Les forces pro-gouvernementales syriennes prennent le contrôle de Boustan al-Qasr à Alep (AFP)

Ce qui est étonnant, c'est que dans la plupart des cas, le régime a initialement accepté les propositions mais les a abandonnées après avoir consulté l'Iran et son allié libanais, le Hezbollah. À maintes reprises, et malgré les appels réitérés de la Turquie, les Iraniens ont fait preuve d’une fermeté inoxydable, exigeant que le régime d'Assad conserve le contrôle absolu.

On ne peut expliquer la position iranienne que par l'inquiétude suscitée par le fait que toute concession, même si limitée, pourrait conduire à une nouvelle détérioration de la position de la clique dirigeante alaouite.

Négliger les aspirations locales

La position iranienne n’a pas été moins sectaire au Yémen qu'en Irak et en Syrie.

La révolution yéménite de 2011-2012 et la chute du président Ali Abdallah Saleh ont fourni une occasion sans précédent au mouvement houthi de mettre fin à des décennies de conflit et de rejoindre la communauté politique yéménite.

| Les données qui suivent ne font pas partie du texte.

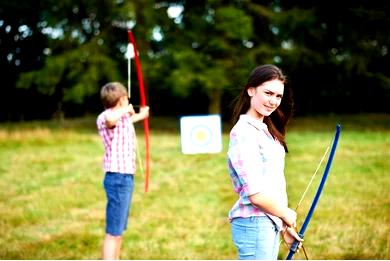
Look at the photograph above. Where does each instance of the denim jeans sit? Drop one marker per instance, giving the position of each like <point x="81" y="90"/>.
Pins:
<point x="256" y="238"/>
<point x="119" y="191"/>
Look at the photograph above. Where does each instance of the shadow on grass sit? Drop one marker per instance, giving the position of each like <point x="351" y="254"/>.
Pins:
<point x="65" y="246"/>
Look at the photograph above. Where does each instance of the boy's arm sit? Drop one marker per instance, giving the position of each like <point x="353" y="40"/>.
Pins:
<point x="143" y="114"/>
<point x="114" y="115"/>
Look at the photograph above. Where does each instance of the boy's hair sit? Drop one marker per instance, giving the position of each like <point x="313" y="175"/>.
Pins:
<point x="111" y="93"/>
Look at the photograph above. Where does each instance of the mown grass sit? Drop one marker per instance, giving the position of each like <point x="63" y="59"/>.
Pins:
<point x="52" y="201"/>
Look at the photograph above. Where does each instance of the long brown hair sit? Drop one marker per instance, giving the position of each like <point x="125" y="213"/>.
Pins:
<point x="278" y="120"/>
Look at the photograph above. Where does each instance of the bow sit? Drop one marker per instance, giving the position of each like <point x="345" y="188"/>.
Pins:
<point x="143" y="104"/>
<point x="301" y="233"/>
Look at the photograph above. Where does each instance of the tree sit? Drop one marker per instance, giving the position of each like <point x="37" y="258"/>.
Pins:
<point x="207" y="49"/>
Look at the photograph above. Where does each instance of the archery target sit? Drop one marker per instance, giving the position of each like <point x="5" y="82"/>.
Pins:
<point x="201" y="134"/>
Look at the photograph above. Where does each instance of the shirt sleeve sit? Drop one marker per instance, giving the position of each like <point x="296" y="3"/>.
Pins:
<point x="246" y="158"/>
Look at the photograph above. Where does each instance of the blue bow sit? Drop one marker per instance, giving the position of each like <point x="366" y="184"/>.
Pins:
<point x="301" y="233"/>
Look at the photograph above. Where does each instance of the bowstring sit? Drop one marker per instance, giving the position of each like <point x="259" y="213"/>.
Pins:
<point x="138" y="154"/>
<point x="306" y="189"/>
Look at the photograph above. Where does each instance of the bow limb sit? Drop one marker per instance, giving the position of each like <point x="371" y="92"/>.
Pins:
<point x="143" y="104"/>
<point x="301" y="233"/>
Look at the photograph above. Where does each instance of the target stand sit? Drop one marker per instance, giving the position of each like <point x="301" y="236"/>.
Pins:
<point x="201" y="134"/>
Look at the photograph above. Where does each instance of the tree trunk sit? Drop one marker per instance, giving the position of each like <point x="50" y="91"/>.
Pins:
<point x="215" y="98"/>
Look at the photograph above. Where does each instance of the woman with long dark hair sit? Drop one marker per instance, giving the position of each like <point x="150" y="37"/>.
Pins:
<point x="256" y="166"/>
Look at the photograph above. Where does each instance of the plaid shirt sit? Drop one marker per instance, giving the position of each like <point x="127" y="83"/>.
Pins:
<point x="256" y="165"/>
<point x="119" y="144"/>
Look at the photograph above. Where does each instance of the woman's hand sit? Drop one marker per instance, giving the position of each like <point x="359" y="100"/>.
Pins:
<point x="289" y="217"/>
<point x="290" y="235"/>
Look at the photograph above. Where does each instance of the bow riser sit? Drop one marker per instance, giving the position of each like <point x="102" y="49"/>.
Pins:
<point x="143" y="104"/>
<point x="301" y="233"/>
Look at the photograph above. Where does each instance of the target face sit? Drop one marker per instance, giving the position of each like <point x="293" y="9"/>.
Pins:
<point x="201" y="134"/>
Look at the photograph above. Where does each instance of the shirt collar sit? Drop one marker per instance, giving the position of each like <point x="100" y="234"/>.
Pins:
<point x="258" y="124"/>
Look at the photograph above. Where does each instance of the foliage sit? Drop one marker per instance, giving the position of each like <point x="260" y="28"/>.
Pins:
<point x="56" y="55"/>
<point x="52" y="199"/>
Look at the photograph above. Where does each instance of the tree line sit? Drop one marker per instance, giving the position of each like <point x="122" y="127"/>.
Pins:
<point x="195" y="55"/>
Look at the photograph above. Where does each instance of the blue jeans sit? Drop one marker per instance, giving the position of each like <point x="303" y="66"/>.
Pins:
<point x="119" y="191"/>
<point x="256" y="238"/>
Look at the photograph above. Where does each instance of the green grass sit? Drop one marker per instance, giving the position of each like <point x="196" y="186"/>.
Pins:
<point x="52" y="201"/>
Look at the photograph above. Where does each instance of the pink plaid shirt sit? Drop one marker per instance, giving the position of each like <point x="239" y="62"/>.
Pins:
<point x="256" y="165"/>
<point x="119" y="144"/>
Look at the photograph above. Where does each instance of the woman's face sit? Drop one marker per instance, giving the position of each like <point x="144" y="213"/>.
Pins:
<point x="265" y="98"/>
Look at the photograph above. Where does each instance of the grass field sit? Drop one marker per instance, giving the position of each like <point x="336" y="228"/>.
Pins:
<point x="52" y="201"/>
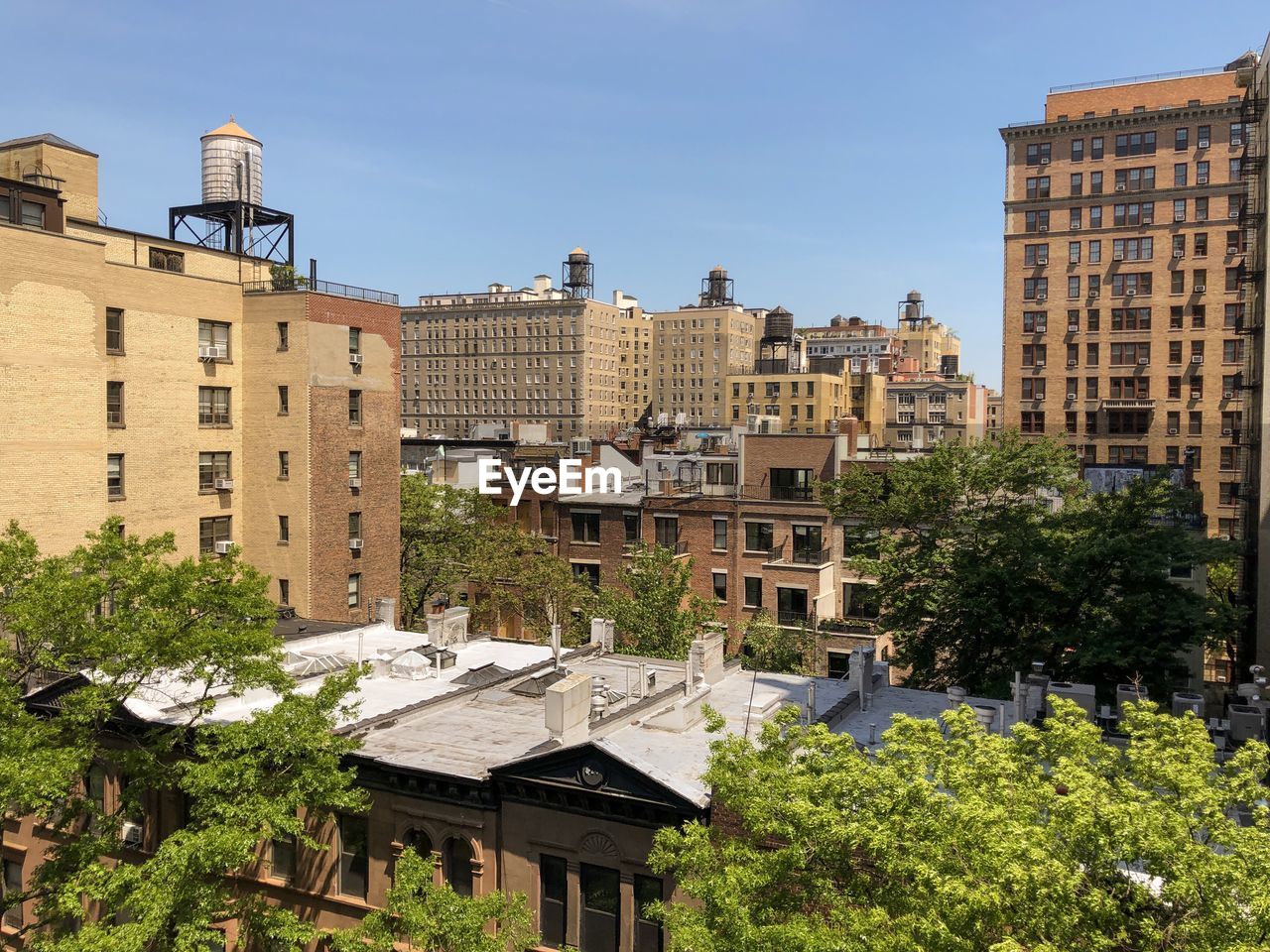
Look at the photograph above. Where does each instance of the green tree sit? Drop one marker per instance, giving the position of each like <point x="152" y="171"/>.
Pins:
<point x="656" y="612"/>
<point x="993" y="555"/>
<point x="962" y="841"/>
<point x="144" y="622"/>
<point x="449" y="536"/>
<point x="421" y="914"/>
<point x="774" y="648"/>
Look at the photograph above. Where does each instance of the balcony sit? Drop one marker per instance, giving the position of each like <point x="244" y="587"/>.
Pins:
<point x="296" y="282"/>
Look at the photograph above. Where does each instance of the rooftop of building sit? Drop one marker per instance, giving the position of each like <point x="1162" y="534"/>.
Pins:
<point x="48" y="139"/>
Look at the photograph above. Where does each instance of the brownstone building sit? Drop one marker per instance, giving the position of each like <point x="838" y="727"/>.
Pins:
<point x="193" y="386"/>
<point x="1123" y="302"/>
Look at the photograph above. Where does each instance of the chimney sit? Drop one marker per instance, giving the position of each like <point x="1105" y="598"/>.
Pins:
<point x="711" y="653"/>
<point x="602" y="631"/>
<point x="567" y="706"/>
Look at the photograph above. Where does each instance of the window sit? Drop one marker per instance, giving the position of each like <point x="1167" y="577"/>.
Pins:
<point x="12" y="884"/>
<point x="758" y="537"/>
<point x="553" y="900"/>
<point x="213" y="407"/>
<point x="213" y="340"/>
<point x="790" y="484"/>
<point x="457" y="864"/>
<point x="211" y="467"/>
<point x="648" y="930"/>
<point x="167" y="261"/>
<point x="666" y="532"/>
<point x="113" y="330"/>
<point x="353" y="856"/>
<point x="585" y="527"/>
<point x="114" y="476"/>
<point x="601" y="909"/>
<point x="113" y="403"/>
<point x="282" y="857"/>
<point x="211" y="531"/>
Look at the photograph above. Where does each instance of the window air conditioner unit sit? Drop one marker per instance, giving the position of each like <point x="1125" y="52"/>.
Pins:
<point x="131" y="834"/>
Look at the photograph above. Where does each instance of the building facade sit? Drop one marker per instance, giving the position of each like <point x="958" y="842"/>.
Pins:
<point x="540" y="354"/>
<point x="1123" y="301"/>
<point x="172" y="386"/>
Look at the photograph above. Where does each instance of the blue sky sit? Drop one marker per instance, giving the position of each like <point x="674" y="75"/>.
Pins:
<point x="830" y="155"/>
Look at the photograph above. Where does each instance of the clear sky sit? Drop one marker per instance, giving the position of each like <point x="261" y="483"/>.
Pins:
<point x="830" y="155"/>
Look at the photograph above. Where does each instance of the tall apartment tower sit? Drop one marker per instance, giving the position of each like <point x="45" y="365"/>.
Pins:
<point x="697" y="347"/>
<point x="540" y="354"/>
<point x="1124" y="241"/>
<point x="190" y="389"/>
<point x="1254" y="76"/>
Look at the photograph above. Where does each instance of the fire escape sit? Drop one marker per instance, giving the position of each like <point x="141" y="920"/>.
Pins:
<point x="1251" y="325"/>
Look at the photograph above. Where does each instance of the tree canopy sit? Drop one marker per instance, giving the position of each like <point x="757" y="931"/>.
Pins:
<point x="654" y="610"/>
<point x="994" y="555"/>
<point x="961" y="841"/>
<point x="131" y="615"/>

La majorité des Yéménites espéraient une nouvelle ère de transition et de partenariat qui engloberait un large éventail de forces politiques du pays. Cependant, les Houthis et leurs amis à Téhéran avaient autre chose en tête. Quelques mois à peine après le début de la période de transition, les Houthis ont cherché à s'emparer du contrôle de l'État et à soumettre tout le monde à leur autorité sectaire.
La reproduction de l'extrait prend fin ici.